Mixed-up reporting on the judicial coup

5 07 2012

PPT wants to take issue with two reports at important international media outlets.

At the Wall Street Journal, James Hookway raises the specter that “Prime Minister Yingluck Shinawatra faces the possibility her party could be dissolved, just one year after her landslide election victory.” Hookway is referring to the Constitutional Court beginning to hear arguments:

on whether the methods used by her Puea Thai (For Thais) party in attempting to amend the constitution—written after the military overthrew Ms. Yingluck’s elder brother Thaksin Shinawatra in a 2006 coup—are illegal.

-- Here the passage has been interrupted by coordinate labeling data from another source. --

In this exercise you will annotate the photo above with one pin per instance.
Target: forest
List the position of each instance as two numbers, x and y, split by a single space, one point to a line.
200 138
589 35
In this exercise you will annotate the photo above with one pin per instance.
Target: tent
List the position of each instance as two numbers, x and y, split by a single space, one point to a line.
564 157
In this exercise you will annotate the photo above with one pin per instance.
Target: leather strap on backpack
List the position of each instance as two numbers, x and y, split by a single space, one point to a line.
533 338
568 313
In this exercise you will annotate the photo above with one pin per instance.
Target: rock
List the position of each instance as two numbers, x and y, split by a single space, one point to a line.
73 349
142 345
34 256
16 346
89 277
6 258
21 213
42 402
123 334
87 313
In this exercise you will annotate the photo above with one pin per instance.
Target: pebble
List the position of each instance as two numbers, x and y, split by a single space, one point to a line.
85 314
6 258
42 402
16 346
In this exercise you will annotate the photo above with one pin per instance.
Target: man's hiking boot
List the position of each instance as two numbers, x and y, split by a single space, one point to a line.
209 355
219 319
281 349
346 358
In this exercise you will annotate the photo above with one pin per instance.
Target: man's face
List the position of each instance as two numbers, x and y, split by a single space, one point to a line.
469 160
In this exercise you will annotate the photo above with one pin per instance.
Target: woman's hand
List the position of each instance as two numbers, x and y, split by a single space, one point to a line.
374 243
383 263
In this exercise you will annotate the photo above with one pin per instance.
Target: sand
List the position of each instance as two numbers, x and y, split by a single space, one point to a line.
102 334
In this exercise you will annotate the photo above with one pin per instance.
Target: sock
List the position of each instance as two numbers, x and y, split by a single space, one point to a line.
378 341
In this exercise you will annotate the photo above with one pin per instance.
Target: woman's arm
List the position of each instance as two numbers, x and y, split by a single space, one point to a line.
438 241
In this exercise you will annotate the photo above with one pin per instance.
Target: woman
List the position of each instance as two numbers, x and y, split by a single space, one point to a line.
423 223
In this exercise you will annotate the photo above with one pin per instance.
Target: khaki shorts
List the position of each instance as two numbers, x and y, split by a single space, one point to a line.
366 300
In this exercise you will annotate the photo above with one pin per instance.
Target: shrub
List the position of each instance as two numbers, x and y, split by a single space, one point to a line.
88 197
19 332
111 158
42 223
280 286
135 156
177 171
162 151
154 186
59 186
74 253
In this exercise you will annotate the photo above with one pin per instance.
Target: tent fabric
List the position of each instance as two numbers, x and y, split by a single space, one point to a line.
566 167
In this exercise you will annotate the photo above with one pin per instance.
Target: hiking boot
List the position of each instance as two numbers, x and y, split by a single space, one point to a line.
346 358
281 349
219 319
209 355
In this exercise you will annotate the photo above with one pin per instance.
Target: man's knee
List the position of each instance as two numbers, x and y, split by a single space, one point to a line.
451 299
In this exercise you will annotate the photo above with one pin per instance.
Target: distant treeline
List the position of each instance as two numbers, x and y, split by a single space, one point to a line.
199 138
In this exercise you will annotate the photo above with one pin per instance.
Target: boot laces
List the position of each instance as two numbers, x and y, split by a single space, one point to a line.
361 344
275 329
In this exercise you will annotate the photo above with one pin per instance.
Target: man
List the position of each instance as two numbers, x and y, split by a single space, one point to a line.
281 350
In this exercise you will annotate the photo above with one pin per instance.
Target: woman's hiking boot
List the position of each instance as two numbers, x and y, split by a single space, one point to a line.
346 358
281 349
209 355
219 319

Hookway neglects to mention that the court’s intervention is arguably both unlawful and unconstitutional. He continues that:

The court will also hear a claim that Ms. Yingluck’s government plans to end the role of Thailand’s revered  king [PPT: this is the term that almost all international journalists feel compelled to use in describing the king for fear of lese majeste] as head of the country’s constitutional democracy.

Of course, Hookway should also say that this is a nonsense, for the bill being considered only does what the opposition and royalists once demanded – establish a wider process of consultation than the junta’s constitution allows. When the military’s committee drew up the constitution they allowed parliament to change it, and they thought their side would control parliament after they rigged all the processes.

Why it is that the royalists, ultra-royalists, and judiciary do not want to see any amendment to the military junta’s constitution, not ever. Hookway is right when he says that this lot fear that Puea Thai might strip:

military officers of their immunity from prosecution—which has prevented their facing legal consequences for leading the 2006 coup—and making Parliament’s upper house, the Senate, fully elected. Under current law, half the seats are appointed.

In other words, they want the military’s undemocratic constitution because they feel that democracy will reduce the royalist elite’s economic and political hegemony. The big (unspoken) fear is that they oppose the idea of an elected constitutional drafting committee because they fear that an election will likely favor the Puea Thai Party. They hate the idea that the “great unwashed” – to cite the Democrat Party’s former finance minister Korn Chatikavanij- will have a say.

Hookway goes on to observe that “Thai courts have twice brought down pro-Thaksin [Shinawatra] governments since the 2006 coup.” There’s no mention that both cases were conducted by the sham judiciary protecting the royalist elite.

Like so many other reports, this one links the constitutional amendment battle with the issue of exonerating Thaksin and anyone else “charged with crimes linked to the country’s political upheavals since 2005.” This is a separate action, and the reasons why this “is resisted by powerful bureaucrats, army leaders and a large segment of the country’s middle class” is no mystery.

At Reuters, Martin Petty reports that Yingluck “has helped maintain a fragile peace since being swept to power in a divided country one year ago.” He adds that “the honeymoon might not last much longer…”. PPT hadn’t noticed much of a honeymoon.

Petty says of the end of the honeymoon:

Two bills [in fact there are five] being pushed through the normally sluggish parliament at extraordinary speed have triggered a brawl among members, a blockade of the assembly by anti-Thaksin “yellow shirt” activists and a court-ordered suspension on the grounds that the legislation could be a plot to overthrow the monarchy.

Petty makes no comment on how nonsensical this claim is, but cites the Democrat Party:

The parliamentary opposition says the bills – one to set up an elected assembly to amend an army-drafted constitution and the other a reconciliation plan [there are four of these] all but certain to involve a general amnesty – are designed to clear Thaksin’s name and return $1.5 billion of assets confiscated from him.

The media does the work of the Democrat Party’s nonsense peddlers by combining discussion of these bills. It should not be forgotten that many red shirts have opposed the reconciliation bills. The issue for the undemocratic Democrat Party is to oppose a democratic reform that would allow for a democratic revision of an undemocratic constitution.

One interesting footnote to the Petty report is the quoting of “former finance minister and opposition Democrat Party heavyweight Korn Chatikavanij” saying it is “pointless to criticize her [Yingluck].” The attitude his comments reveal are as if Korn is living in patriarchal and paternalistic time warp:

We stay out of it because, frankly, whatever she does is not really relevant. Her job is to look pretty and smile and be as photogenic as possible, and she’s done that job very well.